# Schur's lemma

In mathematics, Schur's lemma[1] is an elementary but extremely useful statement in representation theory of groups and algebras. In the group case it says that if M and N are two finite-dimensional irreducible representations of a group G and φ is a linear transformation from M to N that commutes with the action of the group, then either φ is invertible, or φ = 0. An important special case occurs when M = N and φ is a self-map; in particular, any element of the center of a group must act as a scalar operator (a scalar multiple of the identity) on M. The lemma is named after Issai Schur who used it to prove Schur orthogonality relations and develop the basics of the representation theory of finite groups. Schur's lemma admits generalisations to Lie groups and Lie algebras, the most common of which is due to Jacques Dixmier.

## Representation theory of groups

Representation theory is the study of homomorphisms from a group, G, into the general linear group GL(V) of a vector space V; i.e., into the group of automorphisms of V. (Let us here restrict ourselves to the case when the underlying field of V is ${\displaystyle \mathbb {C} }$ , the field of complex numbers.) Such a homomorphism is called a representation of G on V. A representation on V is a special case of a group action on V, but rather than permit any arbitrary permutations of the underlying set of V, we restrict ourselves to invertible linear transformations.
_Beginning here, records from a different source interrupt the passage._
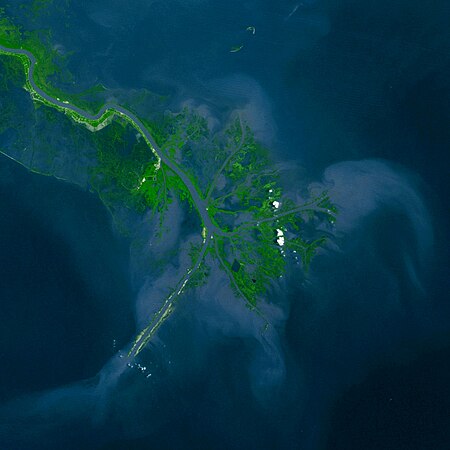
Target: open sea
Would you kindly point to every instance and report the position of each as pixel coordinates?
(355, 93)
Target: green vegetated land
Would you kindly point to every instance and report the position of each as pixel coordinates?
(258, 229)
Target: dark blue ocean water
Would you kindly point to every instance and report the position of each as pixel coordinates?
(65, 288)
(366, 346)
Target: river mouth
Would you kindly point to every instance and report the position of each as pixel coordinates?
(66, 303)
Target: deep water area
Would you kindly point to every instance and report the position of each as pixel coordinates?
(354, 97)
(66, 296)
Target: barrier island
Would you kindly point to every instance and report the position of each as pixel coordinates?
(224, 179)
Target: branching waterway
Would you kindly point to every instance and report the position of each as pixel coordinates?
(257, 257)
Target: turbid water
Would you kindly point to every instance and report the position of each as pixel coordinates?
(340, 81)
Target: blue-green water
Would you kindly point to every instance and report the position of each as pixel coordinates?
(364, 345)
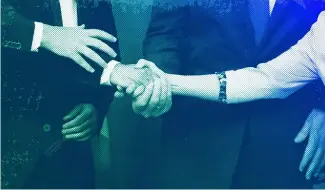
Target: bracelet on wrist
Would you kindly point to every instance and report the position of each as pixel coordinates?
(223, 87)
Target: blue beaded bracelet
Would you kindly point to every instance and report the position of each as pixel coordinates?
(223, 87)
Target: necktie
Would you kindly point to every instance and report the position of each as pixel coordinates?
(259, 13)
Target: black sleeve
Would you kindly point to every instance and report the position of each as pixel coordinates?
(17, 31)
(165, 40)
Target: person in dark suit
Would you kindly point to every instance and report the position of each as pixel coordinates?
(200, 147)
(52, 101)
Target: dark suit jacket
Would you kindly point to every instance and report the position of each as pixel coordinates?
(211, 36)
(58, 83)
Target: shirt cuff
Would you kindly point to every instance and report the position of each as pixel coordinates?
(106, 76)
(37, 37)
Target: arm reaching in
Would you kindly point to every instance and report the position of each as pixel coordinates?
(74, 43)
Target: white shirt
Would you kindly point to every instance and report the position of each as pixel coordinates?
(69, 19)
(285, 74)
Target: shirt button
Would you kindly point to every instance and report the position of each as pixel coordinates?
(47, 128)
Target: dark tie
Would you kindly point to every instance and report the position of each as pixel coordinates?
(259, 12)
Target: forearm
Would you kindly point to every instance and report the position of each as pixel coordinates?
(17, 31)
(201, 86)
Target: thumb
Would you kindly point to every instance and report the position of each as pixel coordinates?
(145, 63)
(82, 26)
(141, 63)
(304, 132)
(119, 88)
(74, 113)
(119, 94)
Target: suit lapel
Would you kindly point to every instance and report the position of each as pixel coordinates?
(83, 12)
(57, 17)
(284, 17)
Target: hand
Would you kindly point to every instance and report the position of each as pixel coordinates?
(315, 151)
(153, 100)
(125, 75)
(81, 123)
(75, 42)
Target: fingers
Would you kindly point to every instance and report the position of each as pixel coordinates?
(154, 99)
(93, 42)
(309, 152)
(78, 120)
(82, 62)
(145, 63)
(101, 35)
(76, 128)
(74, 113)
(83, 26)
(320, 167)
(84, 135)
(142, 101)
(92, 56)
(161, 107)
(138, 91)
(119, 88)
(130, 89)
(304, 132)
(314, 164)
(118, 94)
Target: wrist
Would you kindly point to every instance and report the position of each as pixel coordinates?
(48, 30)
(117, 75)
(108, 75)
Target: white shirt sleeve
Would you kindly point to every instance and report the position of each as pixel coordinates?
(283, 75)
(37, 37)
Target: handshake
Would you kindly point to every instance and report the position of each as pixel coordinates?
(146, 84)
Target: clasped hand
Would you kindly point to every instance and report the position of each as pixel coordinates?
(152, 97)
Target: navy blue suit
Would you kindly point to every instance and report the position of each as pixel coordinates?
(38, 90)
(211, 36)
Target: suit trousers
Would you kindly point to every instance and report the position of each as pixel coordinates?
(72, 167)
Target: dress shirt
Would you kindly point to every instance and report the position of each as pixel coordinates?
(69, 19)
(282, 76)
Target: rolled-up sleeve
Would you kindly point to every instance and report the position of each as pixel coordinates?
(283, 75)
Let ρ be a representation of G on V. It may be the case that V has a subspace, W, such that for every element g of G, the invertible linear map ρ(g) preserves or fixes W, so that (ρ(g))(w) is in W for every w in W, and (ρ(g))(v) is not in W for any v not in W. In other words, every linear map ρ(g): VV is also an automorphism of W, ρ(g): WW'', when its domain is restricted to W. We say W is stable under G, or stable under the action of G. It is clear that if we consider W on its own as a vector space, then there is an obvious representation of G on W—the representation we get by restricting each map ρ(g) to W. When W has this property, we call W with the given representation a subrepresentation of V. A representation of G with no subrepresentations (other than itself and zero) is an irreducible representation. Irreducible representations, like the prime numbers, or like the simple groups in group theory, are the building blocks of representation theory. Many of the initial questions and theorems of representation theory deal with the properties of irreducible representations.
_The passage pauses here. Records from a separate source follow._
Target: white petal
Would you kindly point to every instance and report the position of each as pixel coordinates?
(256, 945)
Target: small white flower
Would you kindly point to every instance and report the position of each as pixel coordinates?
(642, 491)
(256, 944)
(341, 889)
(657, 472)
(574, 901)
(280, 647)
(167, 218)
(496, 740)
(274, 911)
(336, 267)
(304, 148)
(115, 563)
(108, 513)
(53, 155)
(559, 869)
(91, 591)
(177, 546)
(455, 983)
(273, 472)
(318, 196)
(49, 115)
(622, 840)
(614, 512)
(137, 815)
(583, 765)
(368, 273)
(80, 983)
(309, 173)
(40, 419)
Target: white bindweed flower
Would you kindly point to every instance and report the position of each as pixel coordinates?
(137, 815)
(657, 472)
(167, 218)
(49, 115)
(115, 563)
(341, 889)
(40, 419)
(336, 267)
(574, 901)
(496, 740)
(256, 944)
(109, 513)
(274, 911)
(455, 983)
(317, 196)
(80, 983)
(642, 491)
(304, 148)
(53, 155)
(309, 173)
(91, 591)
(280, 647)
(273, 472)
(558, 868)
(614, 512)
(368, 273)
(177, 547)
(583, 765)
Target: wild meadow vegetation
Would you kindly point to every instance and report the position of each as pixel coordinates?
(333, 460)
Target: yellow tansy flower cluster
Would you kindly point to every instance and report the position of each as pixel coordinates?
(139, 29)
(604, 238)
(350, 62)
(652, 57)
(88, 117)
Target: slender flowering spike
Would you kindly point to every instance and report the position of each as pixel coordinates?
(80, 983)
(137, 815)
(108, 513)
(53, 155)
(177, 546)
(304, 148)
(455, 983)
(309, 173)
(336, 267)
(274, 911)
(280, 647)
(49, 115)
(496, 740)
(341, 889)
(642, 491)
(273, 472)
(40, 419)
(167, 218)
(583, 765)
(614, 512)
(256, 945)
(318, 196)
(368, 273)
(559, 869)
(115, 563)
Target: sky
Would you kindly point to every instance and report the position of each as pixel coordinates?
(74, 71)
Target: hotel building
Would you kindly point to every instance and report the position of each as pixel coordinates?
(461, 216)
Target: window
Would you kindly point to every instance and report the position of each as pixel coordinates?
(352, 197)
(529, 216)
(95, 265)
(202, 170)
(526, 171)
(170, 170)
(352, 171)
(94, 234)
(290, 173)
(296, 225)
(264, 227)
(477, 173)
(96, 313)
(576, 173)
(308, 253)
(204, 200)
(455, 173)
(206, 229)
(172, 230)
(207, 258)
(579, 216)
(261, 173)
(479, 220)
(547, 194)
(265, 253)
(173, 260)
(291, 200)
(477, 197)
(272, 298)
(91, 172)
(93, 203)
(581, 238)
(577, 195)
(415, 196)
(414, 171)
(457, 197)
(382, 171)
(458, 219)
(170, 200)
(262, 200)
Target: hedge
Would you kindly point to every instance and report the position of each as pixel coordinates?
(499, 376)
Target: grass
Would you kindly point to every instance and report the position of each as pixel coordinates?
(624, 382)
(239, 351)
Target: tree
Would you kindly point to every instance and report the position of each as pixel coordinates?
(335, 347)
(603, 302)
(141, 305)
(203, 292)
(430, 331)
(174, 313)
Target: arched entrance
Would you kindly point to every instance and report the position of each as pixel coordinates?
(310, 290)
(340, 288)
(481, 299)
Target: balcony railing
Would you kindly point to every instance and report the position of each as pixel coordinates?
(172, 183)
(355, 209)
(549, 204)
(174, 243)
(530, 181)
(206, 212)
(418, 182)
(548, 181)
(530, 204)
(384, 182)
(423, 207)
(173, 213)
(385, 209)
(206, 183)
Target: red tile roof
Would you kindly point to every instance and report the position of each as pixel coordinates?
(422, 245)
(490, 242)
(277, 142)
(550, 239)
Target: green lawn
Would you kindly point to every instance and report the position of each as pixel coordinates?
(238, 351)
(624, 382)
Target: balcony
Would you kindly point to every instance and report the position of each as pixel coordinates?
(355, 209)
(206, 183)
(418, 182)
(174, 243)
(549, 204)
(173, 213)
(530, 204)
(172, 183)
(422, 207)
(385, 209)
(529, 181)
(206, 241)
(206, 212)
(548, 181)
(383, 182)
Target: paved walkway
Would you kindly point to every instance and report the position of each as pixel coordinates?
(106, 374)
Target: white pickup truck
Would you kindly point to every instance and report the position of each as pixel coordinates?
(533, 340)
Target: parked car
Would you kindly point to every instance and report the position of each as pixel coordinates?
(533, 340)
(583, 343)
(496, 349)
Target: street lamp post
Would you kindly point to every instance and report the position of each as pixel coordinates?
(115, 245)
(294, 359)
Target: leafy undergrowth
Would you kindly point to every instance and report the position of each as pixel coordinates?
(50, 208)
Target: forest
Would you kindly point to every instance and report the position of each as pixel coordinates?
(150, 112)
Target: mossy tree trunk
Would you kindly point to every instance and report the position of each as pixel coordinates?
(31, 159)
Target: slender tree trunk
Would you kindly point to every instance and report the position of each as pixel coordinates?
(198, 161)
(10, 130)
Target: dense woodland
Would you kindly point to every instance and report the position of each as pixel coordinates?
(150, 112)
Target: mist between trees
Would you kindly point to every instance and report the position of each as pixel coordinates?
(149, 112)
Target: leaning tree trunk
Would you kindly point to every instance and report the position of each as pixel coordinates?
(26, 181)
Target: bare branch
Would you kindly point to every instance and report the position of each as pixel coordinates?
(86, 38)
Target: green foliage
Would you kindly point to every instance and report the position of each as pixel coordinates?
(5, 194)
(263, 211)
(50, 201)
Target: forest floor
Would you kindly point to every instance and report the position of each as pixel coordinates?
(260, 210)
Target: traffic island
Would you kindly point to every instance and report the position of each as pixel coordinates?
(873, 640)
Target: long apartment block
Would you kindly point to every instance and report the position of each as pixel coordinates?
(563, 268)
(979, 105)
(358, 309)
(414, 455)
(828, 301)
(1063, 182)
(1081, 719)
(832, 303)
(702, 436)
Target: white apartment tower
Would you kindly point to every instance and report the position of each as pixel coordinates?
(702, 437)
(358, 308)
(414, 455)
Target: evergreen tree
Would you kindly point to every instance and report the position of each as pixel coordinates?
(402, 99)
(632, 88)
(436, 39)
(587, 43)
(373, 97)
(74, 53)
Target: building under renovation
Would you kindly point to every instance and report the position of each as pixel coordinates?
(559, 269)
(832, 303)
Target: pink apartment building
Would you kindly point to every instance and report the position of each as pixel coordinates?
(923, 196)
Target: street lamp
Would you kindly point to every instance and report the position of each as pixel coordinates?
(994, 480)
As we are interested in homomorphisms between groups, or continuous maps between topological spaces, we are interested in certain functions between representations of G. Let V and W be vector spaces, and let ${\displaystyle \rho _{V}}$  and ${\displaystyle \rho _{W}}$  be representations of G on V and W respectively. Then we define a G-linear map f from V to W to be a linear map from V to W that is equivariant under the action of G; that is, for every g in G, ${\displaystyle \rho _{W}(g)\circ f=f\circ \rho _{V}(g)}$ . In other words, we require that f commutes with the action of G. G-linear maps are the morphisms in the category of representations of G.
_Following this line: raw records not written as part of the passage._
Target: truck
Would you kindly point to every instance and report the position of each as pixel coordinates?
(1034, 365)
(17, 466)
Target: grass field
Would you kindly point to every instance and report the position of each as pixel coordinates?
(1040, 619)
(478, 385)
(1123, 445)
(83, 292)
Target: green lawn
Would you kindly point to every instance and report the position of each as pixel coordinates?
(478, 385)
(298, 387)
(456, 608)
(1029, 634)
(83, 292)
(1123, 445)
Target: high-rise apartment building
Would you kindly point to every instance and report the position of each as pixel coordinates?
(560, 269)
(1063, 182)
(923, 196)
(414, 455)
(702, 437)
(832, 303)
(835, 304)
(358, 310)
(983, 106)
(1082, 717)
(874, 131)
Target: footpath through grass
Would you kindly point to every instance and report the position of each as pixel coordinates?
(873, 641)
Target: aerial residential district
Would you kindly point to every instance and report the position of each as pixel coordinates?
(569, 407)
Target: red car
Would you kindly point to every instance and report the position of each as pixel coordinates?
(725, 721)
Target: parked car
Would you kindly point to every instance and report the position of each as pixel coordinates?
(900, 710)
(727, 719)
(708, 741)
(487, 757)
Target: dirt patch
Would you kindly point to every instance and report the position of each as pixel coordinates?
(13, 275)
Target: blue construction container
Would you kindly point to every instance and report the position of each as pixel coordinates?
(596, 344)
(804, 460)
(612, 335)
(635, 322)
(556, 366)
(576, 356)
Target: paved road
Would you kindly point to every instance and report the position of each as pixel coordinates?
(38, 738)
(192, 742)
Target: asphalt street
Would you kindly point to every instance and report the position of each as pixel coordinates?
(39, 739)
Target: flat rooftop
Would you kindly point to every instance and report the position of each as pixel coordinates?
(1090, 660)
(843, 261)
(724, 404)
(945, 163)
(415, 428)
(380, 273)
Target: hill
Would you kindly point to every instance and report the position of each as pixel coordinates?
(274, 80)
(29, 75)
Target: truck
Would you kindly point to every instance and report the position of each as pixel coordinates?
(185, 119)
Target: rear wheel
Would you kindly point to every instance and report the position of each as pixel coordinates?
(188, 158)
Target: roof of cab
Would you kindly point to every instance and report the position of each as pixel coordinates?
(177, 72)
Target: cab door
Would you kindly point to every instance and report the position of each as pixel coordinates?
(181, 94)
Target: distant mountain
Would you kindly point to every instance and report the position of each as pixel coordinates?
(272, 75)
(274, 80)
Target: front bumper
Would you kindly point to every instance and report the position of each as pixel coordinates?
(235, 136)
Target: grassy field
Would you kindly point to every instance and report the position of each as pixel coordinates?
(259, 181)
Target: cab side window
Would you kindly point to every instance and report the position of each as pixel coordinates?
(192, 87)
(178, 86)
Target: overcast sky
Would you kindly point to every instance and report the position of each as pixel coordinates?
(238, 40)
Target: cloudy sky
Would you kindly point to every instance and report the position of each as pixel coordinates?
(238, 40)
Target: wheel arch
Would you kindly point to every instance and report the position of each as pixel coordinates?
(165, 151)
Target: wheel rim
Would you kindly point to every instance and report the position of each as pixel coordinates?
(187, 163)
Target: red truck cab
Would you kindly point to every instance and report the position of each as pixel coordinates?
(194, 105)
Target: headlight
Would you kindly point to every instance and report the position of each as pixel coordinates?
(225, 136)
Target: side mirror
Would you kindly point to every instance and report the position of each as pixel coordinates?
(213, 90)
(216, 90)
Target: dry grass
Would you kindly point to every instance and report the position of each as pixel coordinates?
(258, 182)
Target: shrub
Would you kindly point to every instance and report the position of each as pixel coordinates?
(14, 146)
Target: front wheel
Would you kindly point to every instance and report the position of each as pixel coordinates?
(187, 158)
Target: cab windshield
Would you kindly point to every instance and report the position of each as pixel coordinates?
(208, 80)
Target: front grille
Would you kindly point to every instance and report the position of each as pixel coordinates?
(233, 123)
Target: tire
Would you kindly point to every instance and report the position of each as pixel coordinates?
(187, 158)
Schur's Lemma is a theorem that describes what G-linear maps can exist between two irreducible representations of G.

### Statement and Proof of the Lemma

Theorem (Schur's Lemma): Let V and W be vector spaces with underlying field ${\displaystyle \mathbb {C} }$ ; and let ${\displaystyle \rho _{V}}$  and ${\displaystyle \rho _{W}}$  be irreducible representations of G on V and W respectively.[2]

1. If ${\displaystyle V}$  and ${\displaystyle W}$  are not isomorphic, then there are no nontrivial G-linear maps between them.
2. If ${\displaystyle V=W}$ ; and if ${\displaystyle \rho _{V}=\rho _{W}}$ , then the only nontrivial G-linear maps are the identity, and scalar multiples of the identity. (A scalar multiple of the identity is sometimes called a homothety.)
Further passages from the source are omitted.